JON OSSOFF: “The Trump administration’s response to the pandemic has been a total failure. They lied about the scope of it to the public, sidelined public health experts and allowed the virus to spread.”
On the congressional response to the pandemic’s economic impact:
JON OSSOFF: “Too little, too slow”
DAVID PERDUE: “We did what we had to do to try and maintain the relationship between the employer and employee.”
On the need for policing reform following the deaths of Black Americans at the hands of white police officers:
DAVID PERDUE: “We have to make sure we maintain law and order.”
JON OSSOFF: “We need to end racial profiling and police brutality.”
On health insurance:
JON OSSOFF: “We should strengthen and build upon the Affordable Care Act. Folks should be able to buy into a public option if they want to.”
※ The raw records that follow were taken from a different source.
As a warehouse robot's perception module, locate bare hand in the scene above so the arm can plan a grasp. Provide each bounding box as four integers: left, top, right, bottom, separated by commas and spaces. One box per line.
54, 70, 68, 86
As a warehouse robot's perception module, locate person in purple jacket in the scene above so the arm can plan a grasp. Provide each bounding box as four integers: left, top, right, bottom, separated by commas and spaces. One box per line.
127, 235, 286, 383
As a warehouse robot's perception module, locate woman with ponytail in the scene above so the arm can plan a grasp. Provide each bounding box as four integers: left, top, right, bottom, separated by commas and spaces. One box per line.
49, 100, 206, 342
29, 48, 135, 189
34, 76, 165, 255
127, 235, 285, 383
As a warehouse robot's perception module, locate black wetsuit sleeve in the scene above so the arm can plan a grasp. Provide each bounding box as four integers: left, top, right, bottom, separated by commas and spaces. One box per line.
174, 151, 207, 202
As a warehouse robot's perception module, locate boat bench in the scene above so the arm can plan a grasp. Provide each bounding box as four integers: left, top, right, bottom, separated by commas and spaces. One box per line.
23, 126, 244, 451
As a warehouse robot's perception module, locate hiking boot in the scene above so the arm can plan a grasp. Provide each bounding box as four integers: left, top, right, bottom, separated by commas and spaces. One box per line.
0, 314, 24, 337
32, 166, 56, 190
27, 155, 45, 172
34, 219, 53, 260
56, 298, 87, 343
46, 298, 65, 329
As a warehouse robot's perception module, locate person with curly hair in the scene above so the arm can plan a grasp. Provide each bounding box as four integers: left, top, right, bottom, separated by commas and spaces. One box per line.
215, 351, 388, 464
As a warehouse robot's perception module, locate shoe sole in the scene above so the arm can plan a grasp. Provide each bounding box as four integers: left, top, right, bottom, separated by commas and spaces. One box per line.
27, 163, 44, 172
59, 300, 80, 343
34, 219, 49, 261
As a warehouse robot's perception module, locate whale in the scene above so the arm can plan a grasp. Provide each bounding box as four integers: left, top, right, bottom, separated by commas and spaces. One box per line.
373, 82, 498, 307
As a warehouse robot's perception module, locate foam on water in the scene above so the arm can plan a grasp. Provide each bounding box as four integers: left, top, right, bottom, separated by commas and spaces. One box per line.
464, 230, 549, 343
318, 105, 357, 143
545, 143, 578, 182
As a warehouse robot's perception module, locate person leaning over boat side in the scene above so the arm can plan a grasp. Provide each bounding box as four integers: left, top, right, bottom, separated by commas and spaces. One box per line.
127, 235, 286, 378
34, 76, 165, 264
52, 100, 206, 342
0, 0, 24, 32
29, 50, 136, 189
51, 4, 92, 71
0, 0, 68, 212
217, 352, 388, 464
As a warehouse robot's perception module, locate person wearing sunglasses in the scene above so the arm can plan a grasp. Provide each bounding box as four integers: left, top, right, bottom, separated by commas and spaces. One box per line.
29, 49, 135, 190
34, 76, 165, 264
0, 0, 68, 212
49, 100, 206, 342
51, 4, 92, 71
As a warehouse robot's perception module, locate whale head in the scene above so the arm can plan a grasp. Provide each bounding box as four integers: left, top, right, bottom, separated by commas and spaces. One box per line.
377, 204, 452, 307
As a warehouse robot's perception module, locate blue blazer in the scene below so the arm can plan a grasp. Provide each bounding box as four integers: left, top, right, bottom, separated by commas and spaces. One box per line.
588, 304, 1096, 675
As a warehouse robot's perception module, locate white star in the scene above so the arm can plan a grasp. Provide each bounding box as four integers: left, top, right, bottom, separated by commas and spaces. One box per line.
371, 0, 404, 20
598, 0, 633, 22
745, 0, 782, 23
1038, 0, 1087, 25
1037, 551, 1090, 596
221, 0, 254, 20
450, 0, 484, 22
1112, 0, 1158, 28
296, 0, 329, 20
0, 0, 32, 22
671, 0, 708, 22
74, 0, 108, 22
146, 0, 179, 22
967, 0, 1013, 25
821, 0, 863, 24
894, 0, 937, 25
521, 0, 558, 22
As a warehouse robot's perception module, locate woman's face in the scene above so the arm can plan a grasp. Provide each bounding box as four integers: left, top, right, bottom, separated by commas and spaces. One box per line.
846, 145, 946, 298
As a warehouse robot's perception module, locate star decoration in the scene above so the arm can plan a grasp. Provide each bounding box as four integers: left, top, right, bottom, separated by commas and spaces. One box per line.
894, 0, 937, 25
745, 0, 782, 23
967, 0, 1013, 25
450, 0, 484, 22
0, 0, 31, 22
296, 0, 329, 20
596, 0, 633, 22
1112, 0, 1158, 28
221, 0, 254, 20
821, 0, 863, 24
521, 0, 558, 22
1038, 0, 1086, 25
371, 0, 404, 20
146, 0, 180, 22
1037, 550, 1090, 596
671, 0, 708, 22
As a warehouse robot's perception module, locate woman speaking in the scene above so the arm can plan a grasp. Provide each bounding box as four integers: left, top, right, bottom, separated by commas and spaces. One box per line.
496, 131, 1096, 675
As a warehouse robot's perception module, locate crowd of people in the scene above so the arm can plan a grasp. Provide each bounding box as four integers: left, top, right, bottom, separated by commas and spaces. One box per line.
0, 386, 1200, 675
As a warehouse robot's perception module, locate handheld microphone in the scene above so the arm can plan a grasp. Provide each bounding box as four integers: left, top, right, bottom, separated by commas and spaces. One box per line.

DAVID PERDUE: “Every consumer of health insurance should be afforded the same benefits.”
On immigration:
DAVID PERDUE: “We have to secure our borders and at the same time have a balanced immigration system that allows us to import the right workers to grow our economy.”
JON OSSOFF: “ We need to secure our borders, put American workers first and live up to our values as Americans committed to human rights. … We need border security, not cruelty.”